Вокруг Баламира вращалась вся Германия. Ноги его в сапогах Императорова сына, он ощущал у своего бедра серебряный меч времени, которое не ждет, — и силы. Слабея и холодея, был он плодом приказов, поступающих от годов. С мызы, где он родился, до учреждения и военного завода, он чувствовал, что люди кланяются, когда он проходит. Как же тщился он стать тем образом, как в нем нуждался призрак Кайзера, как в той земле был бы он Честью, какой стал. Но до чего же хорошо знал он, что это власть ужаса, и ему хотелось выдрать у себя бороду, как поступил бы его отец. Владыка севера, он хмурился на подданных своих, супился деревьям, осколкам битого стекла, латунным гильзам и сплющенным снарядным трубкам, но уединенно улыбался он своим стенам замка. Был истинным и неведомым Принцем Шпицена-на-Дайне, за ним следовали оскопленные и разочарованные, ведомые неведомою дланью вокруг знаков с черепом и костьми накрест, высаженными над минами. Он крался, бывало, под дверью в квартиру Герцога, наблюдал, как человек этот приходит и уходит. Гулял по саду учреждения, а ныне, в последние дни упадка королевства его, с ним подружились в доме чирикающих птичек.

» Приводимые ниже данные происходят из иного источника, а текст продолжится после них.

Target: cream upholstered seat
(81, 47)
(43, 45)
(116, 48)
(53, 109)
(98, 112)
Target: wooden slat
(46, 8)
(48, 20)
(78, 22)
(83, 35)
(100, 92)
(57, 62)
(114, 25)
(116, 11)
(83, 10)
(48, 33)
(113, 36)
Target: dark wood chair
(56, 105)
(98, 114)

Испарения протока крепчали, Герцог набрал сотню шагов и сбавил ход, трещины и ямы в земле заполнились ночною росой.
Я отстегнул пистолет и положил его на пол.

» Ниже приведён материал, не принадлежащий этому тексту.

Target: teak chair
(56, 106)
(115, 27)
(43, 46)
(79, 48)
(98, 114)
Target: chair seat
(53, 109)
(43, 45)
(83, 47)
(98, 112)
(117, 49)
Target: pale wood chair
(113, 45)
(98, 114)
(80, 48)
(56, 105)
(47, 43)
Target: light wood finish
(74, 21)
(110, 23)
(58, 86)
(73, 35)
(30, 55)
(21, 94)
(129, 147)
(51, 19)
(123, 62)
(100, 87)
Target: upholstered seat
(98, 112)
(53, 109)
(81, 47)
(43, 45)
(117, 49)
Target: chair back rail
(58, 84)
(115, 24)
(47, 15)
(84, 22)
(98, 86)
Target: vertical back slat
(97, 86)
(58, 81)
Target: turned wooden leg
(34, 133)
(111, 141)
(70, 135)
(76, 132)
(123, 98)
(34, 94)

Еще настойчивей пальцы Баламира заскреблись в дверь, и, сгорбившись на верхней ступеньке, подумал он о балконе и рыцаре в доспехах. Германия лежала ниже во тьме.

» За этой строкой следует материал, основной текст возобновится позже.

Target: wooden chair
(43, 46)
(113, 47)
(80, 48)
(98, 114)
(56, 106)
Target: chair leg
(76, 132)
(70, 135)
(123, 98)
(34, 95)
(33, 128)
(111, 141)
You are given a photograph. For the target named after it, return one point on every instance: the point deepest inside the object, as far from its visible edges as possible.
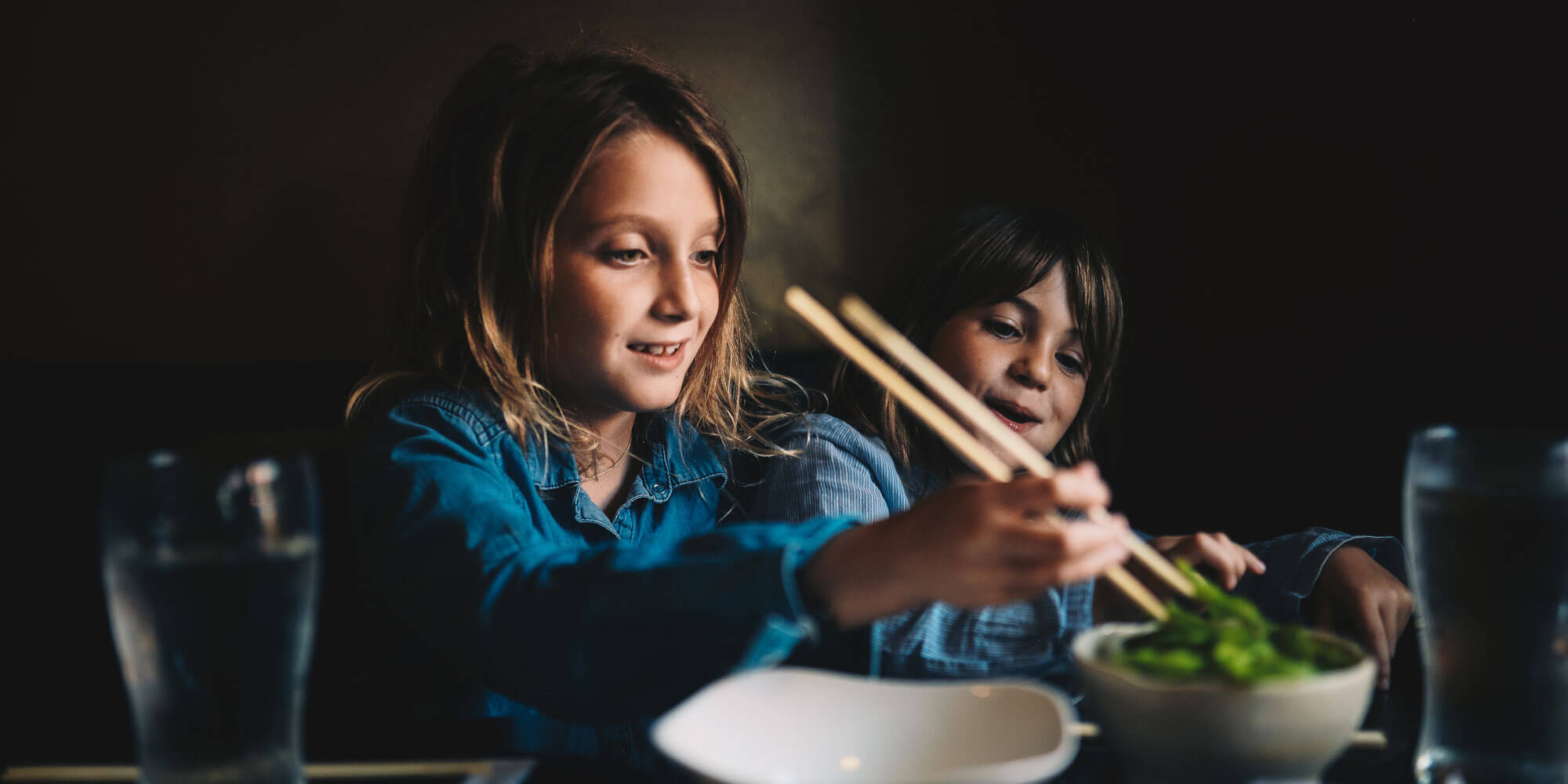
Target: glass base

— Входи, бедолага, — прошептала она, и при свете ее свечи вдруг стали видны траншеи в сельской глуши.
Два
Уполномочить на пшеницу серп, вымести из годов сочный надрыв сердечный или величественную ложь, ударить голыми руками по весьма разборчивому и холодному будущему, к крошечному, но отчетливому окончанью, предельной удовлетворительной вере, что жестока и демонична, означает пережить высочайшую привязанность и утратить ее, встретить потерю жизни и приход неминуемой действительности. Мадам Снеж, достигши некогда полного срока жизни со своим мужем Эрнстом и утеряв в одиночестве такое богатство, столкнулась с подобным отчетливым концом и застряла в нем. А вот Ютта, родня лишь по месту, потратив бесплодное негнущееся прошлое, лишь теперь достигала поворота дороги, где нагота, казалось, висит, словно сотня яблок, розовых, влажных и сочащихся сладкими жесткими червями, и она, возможно, никогда в свое собственное время не признает безжизненные дольки Германии, нанизанные на бечевку перед открытым окном. Она ни в чем себе не отказывала там, куда сестра ее вступала с дерзостью.